Hi all. This was surprisingly hard for me to write, mostly because I couldn’t think of anything I could say that would be memorable. So I didn’t bother. I don’t expect I’ll say anything in this column that you haven’t heard a thousand times already, but I’ll try my best.
Living on campus in college is extremely different from high school, especially a high school as small as BSGE. You have a world of choices in picking your own classes, there isn’t a clear separation of school time and home time, and you’re far more responsible for taking care of yourself than ever before. Personally, I found it liberating. At Stony Brook, I got to get away from my family and be myself. I was finally able to take a physics class, though some of you lucky students got to do that at BSGE now. I performed in a short theater piece and was stage crew for a much longer one, fumbling blindly on a pitch black stage trying to move giant flats into place.

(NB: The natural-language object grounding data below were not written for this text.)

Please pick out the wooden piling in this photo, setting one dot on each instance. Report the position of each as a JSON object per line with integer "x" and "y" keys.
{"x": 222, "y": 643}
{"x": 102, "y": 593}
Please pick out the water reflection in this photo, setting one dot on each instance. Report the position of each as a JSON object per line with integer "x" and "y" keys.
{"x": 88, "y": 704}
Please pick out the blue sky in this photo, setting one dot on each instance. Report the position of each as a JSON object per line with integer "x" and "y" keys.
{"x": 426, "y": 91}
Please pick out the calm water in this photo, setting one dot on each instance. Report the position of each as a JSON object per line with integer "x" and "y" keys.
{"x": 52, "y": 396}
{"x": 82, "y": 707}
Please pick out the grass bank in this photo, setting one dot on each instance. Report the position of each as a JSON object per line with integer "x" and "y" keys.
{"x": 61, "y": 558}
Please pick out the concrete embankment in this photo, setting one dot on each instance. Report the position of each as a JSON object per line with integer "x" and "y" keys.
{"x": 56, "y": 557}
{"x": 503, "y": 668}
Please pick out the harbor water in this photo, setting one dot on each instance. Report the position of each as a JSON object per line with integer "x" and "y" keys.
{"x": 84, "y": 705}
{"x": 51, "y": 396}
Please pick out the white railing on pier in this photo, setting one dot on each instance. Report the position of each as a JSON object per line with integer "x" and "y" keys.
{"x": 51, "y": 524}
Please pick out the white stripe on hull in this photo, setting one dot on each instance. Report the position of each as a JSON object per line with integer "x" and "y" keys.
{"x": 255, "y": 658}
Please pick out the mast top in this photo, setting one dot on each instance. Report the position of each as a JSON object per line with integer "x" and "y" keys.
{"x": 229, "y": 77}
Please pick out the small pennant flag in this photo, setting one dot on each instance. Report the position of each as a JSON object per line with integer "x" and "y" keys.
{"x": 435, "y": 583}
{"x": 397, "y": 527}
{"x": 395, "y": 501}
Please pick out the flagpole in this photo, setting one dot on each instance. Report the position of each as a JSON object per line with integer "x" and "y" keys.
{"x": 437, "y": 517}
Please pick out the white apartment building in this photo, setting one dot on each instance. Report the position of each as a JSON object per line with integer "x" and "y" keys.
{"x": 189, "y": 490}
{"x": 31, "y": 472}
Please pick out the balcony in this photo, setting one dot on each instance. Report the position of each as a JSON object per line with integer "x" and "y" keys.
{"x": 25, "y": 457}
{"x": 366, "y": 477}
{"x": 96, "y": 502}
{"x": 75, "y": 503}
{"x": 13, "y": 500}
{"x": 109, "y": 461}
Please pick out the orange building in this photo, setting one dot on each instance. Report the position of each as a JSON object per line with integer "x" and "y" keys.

One thing I didn’t do, though, was try to join Stony Brook’s student newspaper The Statesman in any capacity. Editing for The BaccRag is an experience I’m very glad I had, but one I have no desire to repeat. I originally joined in 8th grade because my father insisted I wasn’t busy enough and so I needed to join another club, and as time passed I kept going. Eventually I became an editor, as much because I was one of two seniors participating as because it was something I had a positive desire for. It was very interesting, trying to manage a fleet of young writers to produce decent writing in a reasonable timeframe, but that experience was vastly different than anything I would have done with The Statesman. Besides, this way I got to focus my time on extracurriculars that BSGE doesn’t have, like theater.
I suppose the advice I have to give is to use college to seek out new experiences. Most of what made my first year as great as it was were the parts I couldn’t get at BSGE or ever before. Use college to its fullest. Do things you’ve thought about for a while but never tried. Or at least, that’s what worked for me.